Parler said in its lawsuit they did address everything Amazon raised. My point was the small number against the large user base. BTW, that bomb post had 0,0,0 which I assume is retweeets, up votes, and down votes. Amazon looked over several weeks and that was the best they could find?
It's not that Amazon was able to find these comments, it's that they had looked for examples, given those examples to Parler, and even that low barrier for moderation wasn't reached after a normal amount of time. As in 'here's specific examples of what you agree clearly need moderation, and are calling for terrorist attacks on our (Amazon)'s infratstructure, you (Parler) still haven't taken down days later'.
> It’s our view that this nascent plan to use volunteers to promptly identify and remove dangerous content will not work in light of the rapidly growing number of violent posts. This is further demonstrated by the fact that you still have not taken down much of the content that we’ve sent you.
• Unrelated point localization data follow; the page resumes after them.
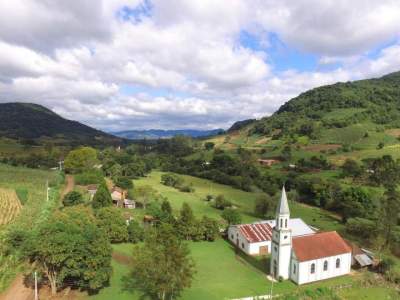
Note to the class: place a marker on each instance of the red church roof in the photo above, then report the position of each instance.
(315, 246)
(256, 232)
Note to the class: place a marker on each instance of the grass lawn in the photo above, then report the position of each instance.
(243, 200)
(221, 274)
(370, 293)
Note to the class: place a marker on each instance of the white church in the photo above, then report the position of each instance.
(303, 257)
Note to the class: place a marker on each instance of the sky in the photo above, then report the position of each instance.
(179, 64)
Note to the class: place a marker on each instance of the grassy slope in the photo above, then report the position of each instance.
(220, 273)
(34, 182)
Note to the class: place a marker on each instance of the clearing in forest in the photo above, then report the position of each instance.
(9, 205)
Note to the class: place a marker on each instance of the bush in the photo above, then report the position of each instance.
(89, 177)
(221, 202)
(73, 198)
(171, 180)
(186, 189)
(124, 183)
(111, 221)
(135, 232)
(22, 195)
(231, 216)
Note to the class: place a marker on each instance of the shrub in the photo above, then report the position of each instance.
(111, 221)
(231, 216)
(124, 183)
(186, 189)
(89, 177)
(22, 195)
(171, 180)
(72, 198)
(221, 202)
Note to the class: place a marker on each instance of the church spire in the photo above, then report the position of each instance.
(283, 206)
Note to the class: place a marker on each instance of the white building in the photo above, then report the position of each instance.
(306, 258)
(255, 238)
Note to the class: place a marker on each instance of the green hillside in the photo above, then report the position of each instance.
(35, 123)
(339, 120)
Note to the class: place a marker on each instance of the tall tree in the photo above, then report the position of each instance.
(112, 222)
(390, 213)
(102, 198)
(70, 245)
(81, 159)
(72, 198)
(187, 225)
(161, 268)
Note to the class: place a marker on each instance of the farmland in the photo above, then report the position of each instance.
(30, 184)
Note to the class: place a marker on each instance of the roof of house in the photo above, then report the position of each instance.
(283, 206)
(297, 226)
(92, 187)
(257, 232)
(319, 245)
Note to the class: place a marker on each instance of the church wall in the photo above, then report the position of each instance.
(305, 275)
(294, 265)
(237, 238)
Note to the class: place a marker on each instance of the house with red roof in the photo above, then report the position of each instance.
(306, 258)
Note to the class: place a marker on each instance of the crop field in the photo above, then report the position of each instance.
(9, 206)
(31, 184)
(224, 274)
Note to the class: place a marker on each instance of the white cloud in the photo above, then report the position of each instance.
(75, 56)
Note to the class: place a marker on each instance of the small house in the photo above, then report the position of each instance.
(130, 204)
(92, 189)
(267, 162)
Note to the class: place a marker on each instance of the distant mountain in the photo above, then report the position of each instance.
(36, 123)
(153, 134)
(241, 124)
(370, 101)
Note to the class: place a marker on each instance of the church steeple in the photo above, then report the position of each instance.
(283, 207)
(282, 212)
(281, 240)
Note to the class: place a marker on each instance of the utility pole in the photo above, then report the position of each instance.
(47, 190)
(272, 287)
(36, 292)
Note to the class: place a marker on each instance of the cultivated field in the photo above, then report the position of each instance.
(9, 205)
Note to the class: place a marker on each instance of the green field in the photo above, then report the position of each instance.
(222, 274)
(32, 184)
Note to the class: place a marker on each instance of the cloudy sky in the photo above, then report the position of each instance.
(120, 64)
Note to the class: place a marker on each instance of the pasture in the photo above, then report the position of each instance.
(224, 274)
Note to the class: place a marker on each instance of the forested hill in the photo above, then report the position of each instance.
(154, 134)
(35, 123)
(372, 101)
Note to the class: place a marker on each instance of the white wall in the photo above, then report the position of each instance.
(237, 238)
(304, 269)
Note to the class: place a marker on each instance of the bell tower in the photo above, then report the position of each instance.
(281, 249)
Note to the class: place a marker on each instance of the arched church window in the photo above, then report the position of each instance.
(312, 268)
(337, 263)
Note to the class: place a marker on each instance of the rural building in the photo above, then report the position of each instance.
(268, 162)
(256, 238)
(92, 189)
(130, 204)
(306, 258)
(117, 195)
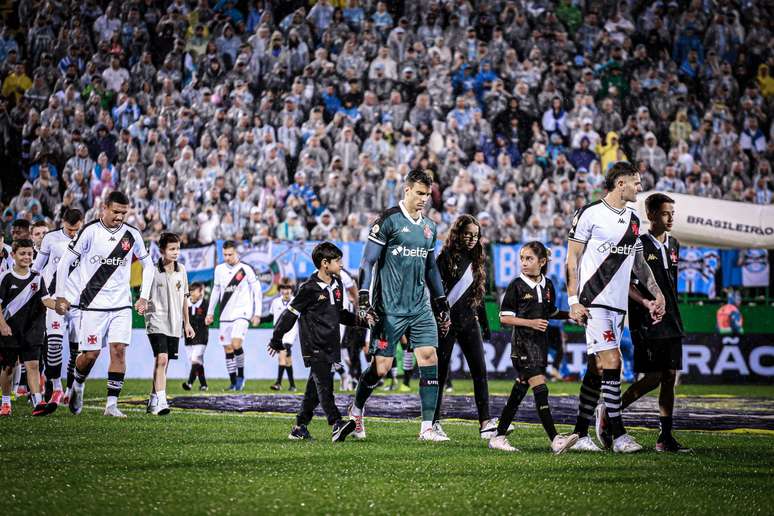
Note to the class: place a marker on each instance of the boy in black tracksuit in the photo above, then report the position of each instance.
(318, 306)
(197, 313)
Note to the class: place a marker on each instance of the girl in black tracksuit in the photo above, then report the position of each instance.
(462, 265)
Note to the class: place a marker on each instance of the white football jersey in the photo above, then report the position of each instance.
(6, 260)
(611, 238)
(277, 307)
(104, 267)
(53, 246)
(237, 290)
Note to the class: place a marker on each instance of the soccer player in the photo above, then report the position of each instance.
(238, 292)
(22, 321)
(462, 263)
(166, 317)
(602, 252)
(284, 357)
(319, 309)
(398, 266)
(197, 344)
(658, 345)
(528, 304)
(104, 250)
(52, 247)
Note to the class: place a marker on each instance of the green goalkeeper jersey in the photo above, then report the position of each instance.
(399, 286)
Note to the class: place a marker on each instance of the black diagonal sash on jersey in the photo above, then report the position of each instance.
(104, 272)
(607, 269)
(233, 283)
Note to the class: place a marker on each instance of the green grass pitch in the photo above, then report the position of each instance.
(194, 462)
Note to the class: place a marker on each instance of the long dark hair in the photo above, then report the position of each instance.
(456, 249)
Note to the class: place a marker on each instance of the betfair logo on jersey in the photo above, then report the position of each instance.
(416, 252)
(111, 260)
(610, 248)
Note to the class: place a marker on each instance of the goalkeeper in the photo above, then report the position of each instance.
(397, 269)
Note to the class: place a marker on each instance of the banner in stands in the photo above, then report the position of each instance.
(706, 358)
(273, 261)
(701, 221)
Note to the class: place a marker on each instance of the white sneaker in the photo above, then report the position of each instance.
(431, 435)
(500, 442)
(439, 429)
(112, 411)
(626, 444)
(561, 443)
(161, 408)
(601, 427)
(359, 432)
(586, 444)
(490, 429)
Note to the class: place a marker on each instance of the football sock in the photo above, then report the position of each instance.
(428, 391)
(518, 392)
(280, 371)
(368, 382)
(239, 357)
(231, 367)
(115, 384)
(192, 374)
(611, 395)
(408, 367)
(71, 368)
(79, 377)
(589, 396)
(665, 423)
(544, 410)
(53, 356)
(289, 371)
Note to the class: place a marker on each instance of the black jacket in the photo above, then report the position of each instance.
(319, 309)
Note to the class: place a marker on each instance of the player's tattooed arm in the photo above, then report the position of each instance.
(371, 256)
(645, 276)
They sent the examples well before they sent the final letter, gave Parler plenty of time, and Parler refused to even moderate under those extremely generous circumstances.
Yup, in its lawsuit Parler said..."AWS knew its allegations contained in the letter it leaked to the press that Parler was not able to find and remove content that encouraged violence was false because over the last few days Parler had removed everything AWS had brought to its attention and more. Yet AWS sought to defame Parler nonetheless."
Ehh, why don't you go ahead and post proof. A single example will be sufficient for me: show me a single example of something Amazon asked Parler to remove that Parler didn't remove. It's okay, I'll wait...
It's not that they could only find those examples.
And among those examples were specific calls to bomb AWS data centers.